Several studies have shown that the depolymerisation of microtubules in fibroblasts leads to an increase in contractility of the actin cytoskeleton (Small et al., 2002). This is shown most vividly by cultivating cells on a suitably flexible substrate: after microtubule depolymerisation the substrate is pulled into creases (Danowski, 1989).
As we have already seen, an increase in contractility in the actin cytoskeleton leads to an increased bundling of actin filaments and to the growth of focal adhesions. This is what is also observed in cells treated with microtubule inhibitors. This figure shows the same cell before and after treatment with nocodazole for 3h. After treatment, the cell is no longer polar and there are fewer and larger focal adhesions:
Change in cell polarity and adhesion patterns in response to microtubule disruption. A Xenopus fibroblast was transfected with GFP-zyxin and imaged before (A) and after (B) treatment with 2.5µM nocodazole for 3h. Note the loss of cell polarity and an increase in size of focal adhesions, in response to nocodazole. The increase in focal adhesion size is diagnostic of an increase in contractility in the actin cytoskeleton. (From Krylyshkina et al., 2002)
The amplification of contractility by microtubule disruption is confirmed by the observation that myosin inhibitors prevent the augmentation of focal adhesions by nocodazole (Bershadsky et al., 1996).
These findings suggest (see also Bershadsky et al, 1996) that the microtubule cytoskeleton mediates a suppression of contractility in the actin cytoskeleton.
We have proposed that microtubules provide a “fibre delivery system” that allows this supression of contractility to be directed precisely to selected focal adhesions. The delivery of highly localised “relaxing” signals to single adhesion sites would then retard their growth or promote their disassembly.
Circumstantial evidence in support of this idea comes from experiments in which cells were challenged locally with inhibitors of myosin contractility. Filamentous myosin II, which generates contractility in the actin cytoskeleton, is activated by phosphorylation of the myosin regulatory light chain in the neck of the molecule. This phosphorylation is mediated by the myosin light chain kinase (MLCK) and can be blocked by inhibitors of MLCK, such as ML-7. When ML-7 is applied locally to a cell edge, the retraction of the edge is induced, mimicking that seen at the flanks of a migrating cell:
A local inhibition of contractility induces the release of substrate adhesions. A fish fibroblast was injected with rhodamine-vinculin to mark adhesion sites and then exposed on one edge to the myosin relaxant-ML-7– through a micropipette. (From Kaverina et al., 2000)

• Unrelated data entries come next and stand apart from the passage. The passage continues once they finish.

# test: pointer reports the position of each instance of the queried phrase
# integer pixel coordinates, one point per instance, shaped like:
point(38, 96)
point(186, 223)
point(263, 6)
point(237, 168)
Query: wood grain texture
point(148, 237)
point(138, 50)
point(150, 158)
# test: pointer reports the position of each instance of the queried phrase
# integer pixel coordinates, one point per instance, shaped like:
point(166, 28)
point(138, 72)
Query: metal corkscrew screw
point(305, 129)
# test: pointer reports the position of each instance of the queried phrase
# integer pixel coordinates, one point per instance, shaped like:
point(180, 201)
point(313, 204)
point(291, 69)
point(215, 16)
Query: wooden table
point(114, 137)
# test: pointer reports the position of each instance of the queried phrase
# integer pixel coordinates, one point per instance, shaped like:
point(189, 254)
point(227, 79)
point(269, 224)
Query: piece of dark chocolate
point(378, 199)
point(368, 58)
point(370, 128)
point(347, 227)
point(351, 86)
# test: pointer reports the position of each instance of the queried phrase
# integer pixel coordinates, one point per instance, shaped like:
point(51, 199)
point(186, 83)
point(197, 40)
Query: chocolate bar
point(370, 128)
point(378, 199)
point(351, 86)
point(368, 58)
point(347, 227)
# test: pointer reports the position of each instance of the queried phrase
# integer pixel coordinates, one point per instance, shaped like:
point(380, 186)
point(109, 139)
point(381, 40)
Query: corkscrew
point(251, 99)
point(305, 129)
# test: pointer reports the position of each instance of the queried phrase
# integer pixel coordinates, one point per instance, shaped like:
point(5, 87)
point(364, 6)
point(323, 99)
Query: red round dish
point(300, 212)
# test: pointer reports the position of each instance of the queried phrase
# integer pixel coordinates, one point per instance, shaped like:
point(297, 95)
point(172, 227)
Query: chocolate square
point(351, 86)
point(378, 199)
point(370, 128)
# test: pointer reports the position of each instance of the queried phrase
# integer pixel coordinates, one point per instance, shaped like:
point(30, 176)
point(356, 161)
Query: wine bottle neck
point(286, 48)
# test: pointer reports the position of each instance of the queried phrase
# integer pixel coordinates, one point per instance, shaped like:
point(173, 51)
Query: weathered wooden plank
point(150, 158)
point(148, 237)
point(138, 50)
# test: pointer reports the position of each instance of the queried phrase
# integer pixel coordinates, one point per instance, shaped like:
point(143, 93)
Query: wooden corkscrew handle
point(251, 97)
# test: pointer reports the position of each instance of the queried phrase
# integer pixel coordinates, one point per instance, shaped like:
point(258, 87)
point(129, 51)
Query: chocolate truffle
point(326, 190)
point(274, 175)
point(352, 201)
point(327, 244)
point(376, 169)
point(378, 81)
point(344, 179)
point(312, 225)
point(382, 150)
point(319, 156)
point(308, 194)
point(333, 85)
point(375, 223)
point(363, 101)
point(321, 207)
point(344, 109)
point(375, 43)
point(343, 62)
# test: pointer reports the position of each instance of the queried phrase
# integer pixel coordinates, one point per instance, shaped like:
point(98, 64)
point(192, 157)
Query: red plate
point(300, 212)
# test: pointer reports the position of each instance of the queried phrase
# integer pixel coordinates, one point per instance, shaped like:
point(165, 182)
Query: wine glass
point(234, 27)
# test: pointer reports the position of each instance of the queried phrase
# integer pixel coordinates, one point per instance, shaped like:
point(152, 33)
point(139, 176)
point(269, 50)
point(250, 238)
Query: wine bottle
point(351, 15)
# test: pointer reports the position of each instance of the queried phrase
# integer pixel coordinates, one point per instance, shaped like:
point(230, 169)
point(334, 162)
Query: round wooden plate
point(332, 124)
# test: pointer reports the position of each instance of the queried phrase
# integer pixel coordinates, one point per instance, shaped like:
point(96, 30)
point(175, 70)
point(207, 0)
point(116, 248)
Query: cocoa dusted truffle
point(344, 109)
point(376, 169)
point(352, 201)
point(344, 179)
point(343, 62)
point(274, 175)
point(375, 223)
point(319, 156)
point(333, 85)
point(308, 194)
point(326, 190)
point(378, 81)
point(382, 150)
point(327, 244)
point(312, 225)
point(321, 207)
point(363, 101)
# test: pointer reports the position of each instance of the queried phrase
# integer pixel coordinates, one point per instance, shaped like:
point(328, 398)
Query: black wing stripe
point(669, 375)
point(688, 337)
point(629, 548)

This effect is due to local relaxation of myosin at the cell periphery, as shown using cells injected with fluorescent myosin. The contractile activity in different regions of a cell are reflected by the change in spacing of myosin assemblies. As seen in the figure below, myosin assemblies do not decrease their spacing at the cell edge exposed to ML-7, but they become concentrated further away from the edge in the body of the cytoskeleton. Thus, this local relaxation at the periphery suffices to release adhesions, but does not block the overal contractility in the actin bundles that drives retraction of the cell edge.
Experiment as in the previous figure, but with a cell injected with rhodamine-labelled smooth muscle myosin. A reduction in spacing between the myosin „spots“ gives a qualitative measure of contractility. The local application of the myosin inhibitor causes cell edge retraction, whereby the retraction is due to adhesion release together with contraction of the medial zones of the actin filament bundles. At the cell edge, no reduction in myosin spacing is seen, consistent with a local relaxation, which promotes adhesion release. (From Kaverina et al., 2000)
- Bershadsky, A., Chausovsky, A., Becker, E., Lyubimova, A., Geiger, B. (1996). Involvement of microtubules in the control of adhesion-dependent signal transduction. Curr. Biol. 10, 1279 — 1289.
- Danowski, B., A. (1989). Fibroblast contractility and actin organization are stimulated by microtubule inhibitors. J. Cell. Science. 93, 255 — 266.
- Kaverina, I., Krylyshkina, O., Gimona, M., Beningo, K., Wang, Y. L., Small, J. V. (2000). Enforced polarisation and locomotion of fibroblasts lacking microtubules. Curr Biol. 10, 739 — 742.
- Krylyshkina, O., Kaverina, I., Kranewitter, W., Steffen, W., Alonso, M. C., Cross, R. A., Small, J. V. (2002). Modulation of substrate adhesion dynamics via microtubule targeting requires kinesin-1. J. Cell Biol. 156, 349 — 359.
- Small, J. V., Geiger, B., Kaverina, I., Bershadsky, A. (2002). How do microtubules guide migrating cells? Nat. Rev. Mol. Cell Biol. 3, 957 – 64.